Monday, September 24, 2012

if I could take the fire out from the water

You know that feeling that washes over you when you're walking alone down a dark road and the only street light goes out while you're standing underneath it? That's the only way I can really describe the emotion that occurred when I read what you said would be the last message you'd ever send me. I didn't feel lonely, or afraid, or even sad, but this strange mixed feeling of all three. 
The feeling of the only light illuminated burning out to leave you only with the moon. 

I didn't delete you from my life because you told me to, or delete your friends numbers, or all the history of us on my cellphone, or any social network where we could reach each other, I did it for you. For your mind.
For your heart.
For both of our sanity.
Because I was a bad thing, terrible thing.

I did it because it was all or nothing for you, and I wanted the middle of that, the comfortable spot in your bed, but away from your heart. Far, far away from what made you love me.

I can't say eating pizza will taste the same for awhile. Or listening to Wolf Parade. Or seeing lightning bolts drawn on paper. Or watching that Scott Pilgrim movie that you loved. Or drinking a Sierra Nevada. Or fucking in the shower. Or hearing about the new episode of Breaking Bad. Or adoring sunflowers. Or espresso- the list could go on for a little, but before I could find everything that reminded me of you, time would pass. And you would heal- forget. And maybe between that time you'd hate me instead of love me or miss me, and I'd miss your bed, your chest, your comfort and hair. But I'd be okay too. And maybe we'd be friends again, like before you wrote me that song and sang it at all your shows. Before I got in your bed a year ago after your 20th birthday. Before feelings were felt and attraction grew into infatuation.

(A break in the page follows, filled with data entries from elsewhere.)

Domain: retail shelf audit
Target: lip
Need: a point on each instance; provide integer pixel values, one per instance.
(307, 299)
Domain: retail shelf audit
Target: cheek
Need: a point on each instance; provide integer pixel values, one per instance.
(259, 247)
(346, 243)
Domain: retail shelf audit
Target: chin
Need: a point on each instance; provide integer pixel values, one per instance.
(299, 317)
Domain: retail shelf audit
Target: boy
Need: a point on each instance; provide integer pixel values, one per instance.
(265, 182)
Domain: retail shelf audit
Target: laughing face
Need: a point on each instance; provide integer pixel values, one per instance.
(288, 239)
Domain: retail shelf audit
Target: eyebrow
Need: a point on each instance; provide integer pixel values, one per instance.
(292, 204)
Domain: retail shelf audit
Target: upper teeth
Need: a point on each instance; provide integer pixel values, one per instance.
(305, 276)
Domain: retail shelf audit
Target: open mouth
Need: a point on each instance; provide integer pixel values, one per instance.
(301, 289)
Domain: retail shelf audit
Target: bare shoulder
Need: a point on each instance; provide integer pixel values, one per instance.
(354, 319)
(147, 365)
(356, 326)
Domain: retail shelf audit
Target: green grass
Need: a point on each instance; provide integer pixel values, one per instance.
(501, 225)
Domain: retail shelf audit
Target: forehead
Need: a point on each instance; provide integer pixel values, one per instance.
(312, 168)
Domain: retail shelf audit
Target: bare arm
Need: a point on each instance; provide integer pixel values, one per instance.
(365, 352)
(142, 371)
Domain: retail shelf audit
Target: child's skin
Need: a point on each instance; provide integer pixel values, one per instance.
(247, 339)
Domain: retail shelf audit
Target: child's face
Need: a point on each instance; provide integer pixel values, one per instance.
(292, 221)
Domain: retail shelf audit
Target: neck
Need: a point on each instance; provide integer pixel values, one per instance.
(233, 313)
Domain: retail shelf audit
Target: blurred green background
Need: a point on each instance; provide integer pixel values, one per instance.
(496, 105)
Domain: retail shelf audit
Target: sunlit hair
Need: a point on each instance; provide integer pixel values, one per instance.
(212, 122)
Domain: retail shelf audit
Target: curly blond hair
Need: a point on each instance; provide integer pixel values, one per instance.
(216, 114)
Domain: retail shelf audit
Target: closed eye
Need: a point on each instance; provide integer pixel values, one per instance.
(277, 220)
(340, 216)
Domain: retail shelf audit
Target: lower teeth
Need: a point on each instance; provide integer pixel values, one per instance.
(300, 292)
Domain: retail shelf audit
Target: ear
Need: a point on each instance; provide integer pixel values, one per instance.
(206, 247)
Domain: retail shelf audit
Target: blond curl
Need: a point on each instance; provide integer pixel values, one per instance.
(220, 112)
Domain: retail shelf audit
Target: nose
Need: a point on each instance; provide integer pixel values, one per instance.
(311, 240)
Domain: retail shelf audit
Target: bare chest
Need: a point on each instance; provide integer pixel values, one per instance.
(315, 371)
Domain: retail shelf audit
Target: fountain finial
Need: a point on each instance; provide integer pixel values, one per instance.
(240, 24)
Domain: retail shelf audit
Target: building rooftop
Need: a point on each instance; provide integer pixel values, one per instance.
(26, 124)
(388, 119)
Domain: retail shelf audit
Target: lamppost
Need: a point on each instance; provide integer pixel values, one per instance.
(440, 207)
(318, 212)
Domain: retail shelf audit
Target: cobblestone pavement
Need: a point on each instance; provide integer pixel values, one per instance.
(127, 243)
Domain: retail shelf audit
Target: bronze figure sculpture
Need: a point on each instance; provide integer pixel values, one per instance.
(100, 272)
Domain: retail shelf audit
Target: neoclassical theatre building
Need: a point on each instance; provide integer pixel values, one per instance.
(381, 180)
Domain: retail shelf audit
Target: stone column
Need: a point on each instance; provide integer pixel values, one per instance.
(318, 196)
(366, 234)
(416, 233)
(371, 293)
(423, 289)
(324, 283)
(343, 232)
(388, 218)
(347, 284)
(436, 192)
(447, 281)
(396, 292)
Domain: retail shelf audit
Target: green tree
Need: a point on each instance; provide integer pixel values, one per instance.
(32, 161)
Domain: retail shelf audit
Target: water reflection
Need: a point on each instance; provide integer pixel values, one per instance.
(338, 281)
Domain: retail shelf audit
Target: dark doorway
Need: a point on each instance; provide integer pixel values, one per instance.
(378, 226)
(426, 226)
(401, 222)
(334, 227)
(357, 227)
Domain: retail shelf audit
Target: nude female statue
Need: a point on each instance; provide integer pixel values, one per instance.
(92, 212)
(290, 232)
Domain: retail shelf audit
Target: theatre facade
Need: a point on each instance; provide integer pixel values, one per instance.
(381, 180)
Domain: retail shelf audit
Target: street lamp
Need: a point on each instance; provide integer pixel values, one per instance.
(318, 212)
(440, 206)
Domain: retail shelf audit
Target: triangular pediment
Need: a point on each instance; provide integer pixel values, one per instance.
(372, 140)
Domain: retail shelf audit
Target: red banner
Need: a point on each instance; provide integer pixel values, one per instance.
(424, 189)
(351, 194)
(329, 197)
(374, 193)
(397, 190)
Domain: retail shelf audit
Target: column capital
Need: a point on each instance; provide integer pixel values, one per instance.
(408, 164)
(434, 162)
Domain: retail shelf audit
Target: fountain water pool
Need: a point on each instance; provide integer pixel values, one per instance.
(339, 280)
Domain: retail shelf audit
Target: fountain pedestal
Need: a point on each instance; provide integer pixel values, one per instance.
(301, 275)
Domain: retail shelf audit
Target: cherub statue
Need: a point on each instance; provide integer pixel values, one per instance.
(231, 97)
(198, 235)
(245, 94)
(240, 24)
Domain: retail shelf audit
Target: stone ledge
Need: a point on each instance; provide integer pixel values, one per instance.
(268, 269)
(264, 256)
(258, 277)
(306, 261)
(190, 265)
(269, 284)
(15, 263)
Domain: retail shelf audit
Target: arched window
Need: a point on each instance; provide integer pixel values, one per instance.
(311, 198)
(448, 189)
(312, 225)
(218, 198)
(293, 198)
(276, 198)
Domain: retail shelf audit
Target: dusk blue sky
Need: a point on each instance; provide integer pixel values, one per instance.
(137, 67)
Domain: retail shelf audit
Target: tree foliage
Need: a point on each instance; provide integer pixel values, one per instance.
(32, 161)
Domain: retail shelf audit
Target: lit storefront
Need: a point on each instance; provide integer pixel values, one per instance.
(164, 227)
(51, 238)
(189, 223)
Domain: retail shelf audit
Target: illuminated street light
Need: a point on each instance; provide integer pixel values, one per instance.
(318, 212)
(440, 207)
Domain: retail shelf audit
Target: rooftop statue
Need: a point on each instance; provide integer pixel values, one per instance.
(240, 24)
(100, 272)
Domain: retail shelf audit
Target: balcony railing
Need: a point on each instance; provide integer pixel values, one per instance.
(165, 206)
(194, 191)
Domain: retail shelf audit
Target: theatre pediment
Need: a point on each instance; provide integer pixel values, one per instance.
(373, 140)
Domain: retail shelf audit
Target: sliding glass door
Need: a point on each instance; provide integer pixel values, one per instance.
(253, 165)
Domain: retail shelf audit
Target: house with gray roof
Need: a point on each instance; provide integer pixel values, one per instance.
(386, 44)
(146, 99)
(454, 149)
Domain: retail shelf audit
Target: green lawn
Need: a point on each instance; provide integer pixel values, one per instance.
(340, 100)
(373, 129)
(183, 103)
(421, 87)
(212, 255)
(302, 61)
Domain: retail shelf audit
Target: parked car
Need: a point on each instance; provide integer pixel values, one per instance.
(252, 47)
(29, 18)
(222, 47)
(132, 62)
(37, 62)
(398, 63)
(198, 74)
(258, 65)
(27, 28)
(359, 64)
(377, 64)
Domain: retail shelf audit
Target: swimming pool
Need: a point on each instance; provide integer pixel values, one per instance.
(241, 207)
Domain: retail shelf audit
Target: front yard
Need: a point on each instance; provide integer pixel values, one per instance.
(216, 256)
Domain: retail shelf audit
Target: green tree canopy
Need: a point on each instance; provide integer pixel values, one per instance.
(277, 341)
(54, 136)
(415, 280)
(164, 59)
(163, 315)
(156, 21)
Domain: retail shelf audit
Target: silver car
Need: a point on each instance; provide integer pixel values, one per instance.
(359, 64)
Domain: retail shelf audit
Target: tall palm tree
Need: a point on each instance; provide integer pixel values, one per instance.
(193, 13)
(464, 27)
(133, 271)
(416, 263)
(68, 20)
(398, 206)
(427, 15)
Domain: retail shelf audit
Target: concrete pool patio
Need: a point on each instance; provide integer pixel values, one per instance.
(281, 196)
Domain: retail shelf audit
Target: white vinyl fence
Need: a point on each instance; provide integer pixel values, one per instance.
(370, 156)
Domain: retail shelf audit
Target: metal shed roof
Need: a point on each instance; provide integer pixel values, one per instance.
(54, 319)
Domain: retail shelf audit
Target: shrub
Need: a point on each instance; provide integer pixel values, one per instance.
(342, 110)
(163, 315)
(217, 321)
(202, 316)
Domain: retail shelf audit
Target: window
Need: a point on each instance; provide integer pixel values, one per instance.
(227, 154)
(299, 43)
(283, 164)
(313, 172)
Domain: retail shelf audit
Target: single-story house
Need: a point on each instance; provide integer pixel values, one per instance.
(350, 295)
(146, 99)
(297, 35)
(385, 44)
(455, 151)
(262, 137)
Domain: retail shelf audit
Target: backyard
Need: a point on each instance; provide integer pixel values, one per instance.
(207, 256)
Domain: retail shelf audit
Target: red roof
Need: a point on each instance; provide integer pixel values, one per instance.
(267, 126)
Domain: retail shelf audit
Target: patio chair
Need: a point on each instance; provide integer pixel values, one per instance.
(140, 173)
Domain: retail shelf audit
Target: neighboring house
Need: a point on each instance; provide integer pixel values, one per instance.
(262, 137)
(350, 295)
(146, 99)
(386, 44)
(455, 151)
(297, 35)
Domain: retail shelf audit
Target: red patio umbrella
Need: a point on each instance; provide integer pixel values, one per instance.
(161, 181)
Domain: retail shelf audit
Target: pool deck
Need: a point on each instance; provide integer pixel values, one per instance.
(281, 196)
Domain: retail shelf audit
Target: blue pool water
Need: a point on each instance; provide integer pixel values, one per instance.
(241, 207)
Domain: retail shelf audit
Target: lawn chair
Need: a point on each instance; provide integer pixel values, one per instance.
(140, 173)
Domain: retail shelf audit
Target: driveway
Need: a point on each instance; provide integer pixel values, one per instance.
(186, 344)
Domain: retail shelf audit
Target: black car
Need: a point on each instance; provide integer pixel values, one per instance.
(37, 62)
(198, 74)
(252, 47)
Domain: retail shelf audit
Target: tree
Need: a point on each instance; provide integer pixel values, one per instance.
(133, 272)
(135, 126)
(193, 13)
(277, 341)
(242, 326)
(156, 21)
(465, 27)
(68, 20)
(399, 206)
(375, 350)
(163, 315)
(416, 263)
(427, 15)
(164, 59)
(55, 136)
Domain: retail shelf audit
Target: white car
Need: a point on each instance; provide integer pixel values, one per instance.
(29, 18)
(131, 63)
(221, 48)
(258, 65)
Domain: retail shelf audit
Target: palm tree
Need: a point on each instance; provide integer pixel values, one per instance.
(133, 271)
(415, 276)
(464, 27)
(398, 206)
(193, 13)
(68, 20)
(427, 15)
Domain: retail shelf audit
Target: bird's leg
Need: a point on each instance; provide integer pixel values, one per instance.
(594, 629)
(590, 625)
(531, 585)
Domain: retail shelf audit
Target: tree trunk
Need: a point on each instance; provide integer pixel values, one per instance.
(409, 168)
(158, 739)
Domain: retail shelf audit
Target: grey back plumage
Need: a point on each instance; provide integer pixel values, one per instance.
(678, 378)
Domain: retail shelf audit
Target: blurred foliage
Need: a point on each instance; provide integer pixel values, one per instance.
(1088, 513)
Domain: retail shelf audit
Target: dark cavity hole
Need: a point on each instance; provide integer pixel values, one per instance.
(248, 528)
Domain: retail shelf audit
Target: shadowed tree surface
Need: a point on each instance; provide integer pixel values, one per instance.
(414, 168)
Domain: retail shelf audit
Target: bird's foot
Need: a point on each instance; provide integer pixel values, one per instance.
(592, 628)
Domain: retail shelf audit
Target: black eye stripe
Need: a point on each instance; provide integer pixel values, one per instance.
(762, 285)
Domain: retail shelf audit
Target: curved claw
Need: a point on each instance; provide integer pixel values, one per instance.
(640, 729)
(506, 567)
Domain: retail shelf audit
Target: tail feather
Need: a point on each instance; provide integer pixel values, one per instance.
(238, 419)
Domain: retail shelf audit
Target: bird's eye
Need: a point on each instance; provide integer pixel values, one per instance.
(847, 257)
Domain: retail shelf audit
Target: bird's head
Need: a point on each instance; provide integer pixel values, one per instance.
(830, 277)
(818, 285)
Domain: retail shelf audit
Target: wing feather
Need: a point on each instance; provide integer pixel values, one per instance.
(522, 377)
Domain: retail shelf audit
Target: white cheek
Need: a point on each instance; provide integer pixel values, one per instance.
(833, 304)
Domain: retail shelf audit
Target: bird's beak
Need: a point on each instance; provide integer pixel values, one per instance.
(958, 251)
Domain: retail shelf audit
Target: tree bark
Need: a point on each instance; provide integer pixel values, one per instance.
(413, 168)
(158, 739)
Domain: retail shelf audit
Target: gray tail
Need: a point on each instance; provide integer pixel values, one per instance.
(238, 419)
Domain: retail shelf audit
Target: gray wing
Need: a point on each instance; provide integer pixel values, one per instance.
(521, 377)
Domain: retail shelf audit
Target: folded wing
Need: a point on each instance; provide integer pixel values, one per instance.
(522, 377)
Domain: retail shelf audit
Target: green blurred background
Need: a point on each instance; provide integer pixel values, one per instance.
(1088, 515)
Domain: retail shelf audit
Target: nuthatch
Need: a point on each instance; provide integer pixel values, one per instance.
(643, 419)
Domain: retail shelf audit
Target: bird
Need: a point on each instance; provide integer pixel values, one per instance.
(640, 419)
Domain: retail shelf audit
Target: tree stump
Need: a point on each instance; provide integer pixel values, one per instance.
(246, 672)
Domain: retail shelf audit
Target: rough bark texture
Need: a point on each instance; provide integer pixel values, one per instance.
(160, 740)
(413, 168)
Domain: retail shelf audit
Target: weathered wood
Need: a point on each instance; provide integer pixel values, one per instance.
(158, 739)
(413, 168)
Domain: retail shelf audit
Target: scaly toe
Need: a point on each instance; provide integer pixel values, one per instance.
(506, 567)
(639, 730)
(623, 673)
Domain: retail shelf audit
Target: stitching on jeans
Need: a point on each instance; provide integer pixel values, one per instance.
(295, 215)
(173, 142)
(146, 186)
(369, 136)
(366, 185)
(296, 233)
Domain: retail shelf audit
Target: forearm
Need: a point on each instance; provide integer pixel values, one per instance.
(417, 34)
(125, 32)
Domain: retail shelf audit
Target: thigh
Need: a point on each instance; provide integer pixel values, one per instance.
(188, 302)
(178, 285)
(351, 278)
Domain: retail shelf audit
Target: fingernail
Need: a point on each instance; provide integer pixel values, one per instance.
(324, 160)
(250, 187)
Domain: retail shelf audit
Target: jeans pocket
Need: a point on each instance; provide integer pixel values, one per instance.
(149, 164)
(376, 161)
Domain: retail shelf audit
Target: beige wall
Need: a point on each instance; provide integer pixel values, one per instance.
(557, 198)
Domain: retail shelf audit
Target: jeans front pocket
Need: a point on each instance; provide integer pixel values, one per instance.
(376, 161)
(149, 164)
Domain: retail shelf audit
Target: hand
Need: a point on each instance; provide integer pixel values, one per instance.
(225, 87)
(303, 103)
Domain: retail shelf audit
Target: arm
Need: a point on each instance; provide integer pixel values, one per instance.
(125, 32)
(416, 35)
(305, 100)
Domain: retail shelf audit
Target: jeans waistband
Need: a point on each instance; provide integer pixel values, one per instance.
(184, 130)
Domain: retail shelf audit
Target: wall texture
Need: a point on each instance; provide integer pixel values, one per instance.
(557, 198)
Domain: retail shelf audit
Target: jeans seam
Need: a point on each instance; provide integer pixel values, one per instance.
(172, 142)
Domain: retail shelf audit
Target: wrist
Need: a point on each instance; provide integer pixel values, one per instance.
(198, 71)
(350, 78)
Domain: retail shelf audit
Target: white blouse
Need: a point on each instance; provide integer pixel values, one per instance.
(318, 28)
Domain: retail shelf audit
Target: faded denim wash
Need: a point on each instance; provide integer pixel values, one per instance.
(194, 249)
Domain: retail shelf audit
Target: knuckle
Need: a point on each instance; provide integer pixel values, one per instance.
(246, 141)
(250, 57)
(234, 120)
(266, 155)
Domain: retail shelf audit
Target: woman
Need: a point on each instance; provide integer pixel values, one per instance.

The weird thing with street lights, the thing I don't understand each time it happens, is that the same street light that went out on you a few weeks ago will light up right as you walk by. And the feeling is completely different. 

It's a safe feeling- that the dark road is just a familiar path you took earlier that day when the sun was in the sky and you were singing, 

"give me your eyes, I need sunshine."